A Limitation: P/E Ratios Ignore Debt and Cash In The Bank
Don’t forget that the P/E ratio considers market capitalization. That means it doesn’t take debt or cash into account. Hypothetically, a company could reduce its future P/E ratio by spending its cash (or taking on debt) to achieve higher earnings.
Such expenditure might be good or bad, in the long term, but the point here is that the balance sheet is not reflected by this ratio.
How Does Insteel Industries’s Debt Impact Its P/E Ratio?
Since Insteel Industries holds net cash of US$16m, it can spend on growth, justifying a higher P/E ratio than otherwise.
The Bottom Line On Insteel Industries’s P/E Ratio
Insteel Industries trades on a P/E ratio of 12.3, which is below the US market average of 16.8. The net cash position gives plenty of options to the business, and the recent improvement in EPS is good to see.
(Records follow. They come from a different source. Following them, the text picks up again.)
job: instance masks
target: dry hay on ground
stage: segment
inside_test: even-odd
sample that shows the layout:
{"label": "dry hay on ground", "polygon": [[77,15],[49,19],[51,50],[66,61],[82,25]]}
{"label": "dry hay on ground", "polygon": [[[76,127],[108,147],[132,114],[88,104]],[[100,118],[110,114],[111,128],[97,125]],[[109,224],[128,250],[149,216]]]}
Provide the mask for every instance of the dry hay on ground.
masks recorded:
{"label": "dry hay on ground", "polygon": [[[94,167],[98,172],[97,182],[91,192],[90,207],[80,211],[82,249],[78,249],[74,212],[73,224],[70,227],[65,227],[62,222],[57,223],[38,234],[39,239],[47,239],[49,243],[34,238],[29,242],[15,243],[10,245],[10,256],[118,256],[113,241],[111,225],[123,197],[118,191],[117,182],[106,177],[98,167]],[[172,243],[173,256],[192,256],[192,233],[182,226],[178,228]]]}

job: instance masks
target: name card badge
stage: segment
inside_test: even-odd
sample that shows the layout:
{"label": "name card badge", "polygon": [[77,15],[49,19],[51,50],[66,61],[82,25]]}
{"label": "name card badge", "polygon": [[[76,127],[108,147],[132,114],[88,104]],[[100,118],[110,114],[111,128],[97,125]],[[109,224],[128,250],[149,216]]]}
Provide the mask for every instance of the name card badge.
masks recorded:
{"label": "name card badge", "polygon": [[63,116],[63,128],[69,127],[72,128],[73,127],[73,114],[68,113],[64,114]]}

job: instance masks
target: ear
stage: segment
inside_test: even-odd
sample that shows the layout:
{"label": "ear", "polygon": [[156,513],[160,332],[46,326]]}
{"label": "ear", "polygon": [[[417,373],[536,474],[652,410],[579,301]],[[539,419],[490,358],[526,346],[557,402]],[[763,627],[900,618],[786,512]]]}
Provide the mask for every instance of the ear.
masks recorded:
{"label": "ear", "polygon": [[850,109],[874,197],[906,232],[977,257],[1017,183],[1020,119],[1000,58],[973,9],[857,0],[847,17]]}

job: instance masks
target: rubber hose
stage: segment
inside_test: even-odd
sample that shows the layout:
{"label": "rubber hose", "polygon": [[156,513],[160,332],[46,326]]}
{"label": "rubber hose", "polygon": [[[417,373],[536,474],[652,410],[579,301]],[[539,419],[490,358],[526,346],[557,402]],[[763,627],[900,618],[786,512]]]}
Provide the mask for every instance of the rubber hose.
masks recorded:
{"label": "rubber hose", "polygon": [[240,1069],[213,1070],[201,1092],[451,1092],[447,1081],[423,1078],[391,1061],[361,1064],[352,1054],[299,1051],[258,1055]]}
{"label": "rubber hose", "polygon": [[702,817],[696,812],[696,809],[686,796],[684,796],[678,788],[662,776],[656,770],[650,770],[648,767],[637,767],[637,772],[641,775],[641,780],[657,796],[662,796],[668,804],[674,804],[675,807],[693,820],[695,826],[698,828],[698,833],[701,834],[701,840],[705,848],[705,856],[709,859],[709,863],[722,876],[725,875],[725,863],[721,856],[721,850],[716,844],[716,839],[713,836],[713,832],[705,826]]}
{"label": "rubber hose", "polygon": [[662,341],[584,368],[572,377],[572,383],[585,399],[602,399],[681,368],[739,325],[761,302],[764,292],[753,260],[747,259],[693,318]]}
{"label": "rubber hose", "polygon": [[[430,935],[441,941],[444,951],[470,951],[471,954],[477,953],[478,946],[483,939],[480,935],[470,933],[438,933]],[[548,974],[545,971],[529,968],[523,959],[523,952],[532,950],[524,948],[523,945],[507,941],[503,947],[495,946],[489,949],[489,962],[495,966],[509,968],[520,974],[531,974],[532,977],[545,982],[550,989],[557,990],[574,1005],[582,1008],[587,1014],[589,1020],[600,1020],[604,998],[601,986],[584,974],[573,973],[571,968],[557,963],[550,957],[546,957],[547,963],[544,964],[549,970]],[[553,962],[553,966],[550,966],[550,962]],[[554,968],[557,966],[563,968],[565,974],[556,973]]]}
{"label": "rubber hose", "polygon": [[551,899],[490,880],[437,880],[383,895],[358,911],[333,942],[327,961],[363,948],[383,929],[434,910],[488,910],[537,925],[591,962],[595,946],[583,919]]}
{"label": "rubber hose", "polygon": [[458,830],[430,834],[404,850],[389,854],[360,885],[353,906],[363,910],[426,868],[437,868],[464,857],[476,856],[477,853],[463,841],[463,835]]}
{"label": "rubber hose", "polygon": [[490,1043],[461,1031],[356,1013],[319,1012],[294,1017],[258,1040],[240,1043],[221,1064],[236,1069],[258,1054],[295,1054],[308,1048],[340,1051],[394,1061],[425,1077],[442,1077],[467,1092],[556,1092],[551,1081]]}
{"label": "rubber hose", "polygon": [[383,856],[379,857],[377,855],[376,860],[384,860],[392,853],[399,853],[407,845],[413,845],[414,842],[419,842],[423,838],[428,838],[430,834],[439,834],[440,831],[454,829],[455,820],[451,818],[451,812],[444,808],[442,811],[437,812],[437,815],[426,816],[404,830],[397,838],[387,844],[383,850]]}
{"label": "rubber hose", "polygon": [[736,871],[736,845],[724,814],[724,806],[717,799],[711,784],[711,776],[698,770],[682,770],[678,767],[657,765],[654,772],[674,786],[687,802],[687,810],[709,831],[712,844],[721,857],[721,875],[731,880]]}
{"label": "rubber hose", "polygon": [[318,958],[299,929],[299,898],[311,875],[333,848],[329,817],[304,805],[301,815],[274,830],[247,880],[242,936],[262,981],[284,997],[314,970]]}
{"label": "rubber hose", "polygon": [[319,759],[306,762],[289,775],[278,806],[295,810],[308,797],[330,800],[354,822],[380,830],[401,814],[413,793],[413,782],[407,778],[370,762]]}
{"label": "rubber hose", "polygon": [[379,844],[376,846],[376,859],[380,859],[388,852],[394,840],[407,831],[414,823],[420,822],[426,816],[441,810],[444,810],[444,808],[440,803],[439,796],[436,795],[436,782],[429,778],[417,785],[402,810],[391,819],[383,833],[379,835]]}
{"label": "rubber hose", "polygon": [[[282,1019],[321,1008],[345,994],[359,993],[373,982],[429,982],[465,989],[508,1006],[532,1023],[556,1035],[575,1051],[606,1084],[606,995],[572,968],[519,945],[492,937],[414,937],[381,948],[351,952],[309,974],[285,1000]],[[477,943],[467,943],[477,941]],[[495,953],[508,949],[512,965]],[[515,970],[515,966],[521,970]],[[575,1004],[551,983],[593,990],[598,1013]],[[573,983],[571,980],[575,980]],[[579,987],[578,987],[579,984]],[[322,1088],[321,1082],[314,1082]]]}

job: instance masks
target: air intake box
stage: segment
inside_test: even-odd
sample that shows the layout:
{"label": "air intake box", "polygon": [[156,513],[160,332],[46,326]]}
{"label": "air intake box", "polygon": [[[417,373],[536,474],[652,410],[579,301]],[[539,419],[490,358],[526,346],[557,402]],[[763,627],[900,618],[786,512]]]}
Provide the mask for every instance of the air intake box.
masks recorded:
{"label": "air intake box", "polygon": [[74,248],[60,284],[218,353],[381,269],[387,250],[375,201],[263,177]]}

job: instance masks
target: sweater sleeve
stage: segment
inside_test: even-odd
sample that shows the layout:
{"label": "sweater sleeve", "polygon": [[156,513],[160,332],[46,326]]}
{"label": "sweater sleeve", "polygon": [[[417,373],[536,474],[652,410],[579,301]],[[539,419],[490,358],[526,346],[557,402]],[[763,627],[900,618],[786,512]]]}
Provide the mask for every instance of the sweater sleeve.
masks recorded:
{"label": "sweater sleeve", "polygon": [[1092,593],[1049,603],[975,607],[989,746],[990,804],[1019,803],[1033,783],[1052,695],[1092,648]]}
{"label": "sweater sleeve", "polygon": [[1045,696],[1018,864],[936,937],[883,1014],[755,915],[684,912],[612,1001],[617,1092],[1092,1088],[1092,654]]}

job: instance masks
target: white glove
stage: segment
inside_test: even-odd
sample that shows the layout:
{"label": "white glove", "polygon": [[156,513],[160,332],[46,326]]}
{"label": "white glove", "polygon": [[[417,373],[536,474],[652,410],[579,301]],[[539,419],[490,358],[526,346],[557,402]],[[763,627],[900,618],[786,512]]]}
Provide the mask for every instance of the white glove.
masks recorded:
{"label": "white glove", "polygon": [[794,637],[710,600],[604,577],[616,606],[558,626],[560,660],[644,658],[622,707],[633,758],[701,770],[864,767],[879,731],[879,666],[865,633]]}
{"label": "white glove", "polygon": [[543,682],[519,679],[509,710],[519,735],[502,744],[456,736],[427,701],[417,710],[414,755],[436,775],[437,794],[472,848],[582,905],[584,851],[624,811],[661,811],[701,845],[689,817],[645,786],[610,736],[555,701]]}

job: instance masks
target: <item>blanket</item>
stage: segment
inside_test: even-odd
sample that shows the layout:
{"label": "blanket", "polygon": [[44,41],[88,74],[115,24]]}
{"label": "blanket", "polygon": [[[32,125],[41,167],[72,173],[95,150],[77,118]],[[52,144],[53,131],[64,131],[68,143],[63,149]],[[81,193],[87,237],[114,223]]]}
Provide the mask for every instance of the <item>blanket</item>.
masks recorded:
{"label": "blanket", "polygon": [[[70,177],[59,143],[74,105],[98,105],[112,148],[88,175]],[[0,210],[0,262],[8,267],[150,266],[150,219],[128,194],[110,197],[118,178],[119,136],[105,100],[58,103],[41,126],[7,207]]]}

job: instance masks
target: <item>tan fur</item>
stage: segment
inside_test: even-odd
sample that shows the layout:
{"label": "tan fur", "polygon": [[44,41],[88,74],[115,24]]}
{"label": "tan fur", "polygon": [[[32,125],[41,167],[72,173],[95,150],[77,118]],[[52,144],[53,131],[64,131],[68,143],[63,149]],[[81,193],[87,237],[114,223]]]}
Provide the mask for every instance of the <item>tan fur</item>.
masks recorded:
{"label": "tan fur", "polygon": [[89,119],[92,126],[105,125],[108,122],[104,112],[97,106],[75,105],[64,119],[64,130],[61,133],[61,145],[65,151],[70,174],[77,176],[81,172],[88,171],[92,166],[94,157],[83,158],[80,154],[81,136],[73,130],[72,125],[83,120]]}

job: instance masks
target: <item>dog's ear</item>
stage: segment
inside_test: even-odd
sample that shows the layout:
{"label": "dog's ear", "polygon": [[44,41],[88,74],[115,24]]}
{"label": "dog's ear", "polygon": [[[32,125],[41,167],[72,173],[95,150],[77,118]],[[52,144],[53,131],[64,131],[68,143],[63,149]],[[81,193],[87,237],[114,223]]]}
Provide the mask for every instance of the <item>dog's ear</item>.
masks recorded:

One might conclude that the market is a bit pessimistic, given the low P/E ratio.
When the market is wrong about a stock, it gives savvy investors an opportunity. If it is underestimating a company, investors can make money by buying and holding the shares until the market corrects itself. So this free report on the analyst consensus forecasts could help you make a master move on this stock.
Of course, you might find a fantastic investment by looking at a few good candidates. So take a peek at this free list of companies with modest (or no) debt, trading on a P/E below 20.
To help readers see past the short term volatility of the financial market, we aim to bring you a long-term focused research analysis purely driven by fundamental data. Note that our analysis does not factor in the latest price-sensitive company announcements.
The author is an independent contributor and at the time of publication had no position in the stocks mentioned. For errors that warrant correction please contact the editor at firstname.lastname@example.org.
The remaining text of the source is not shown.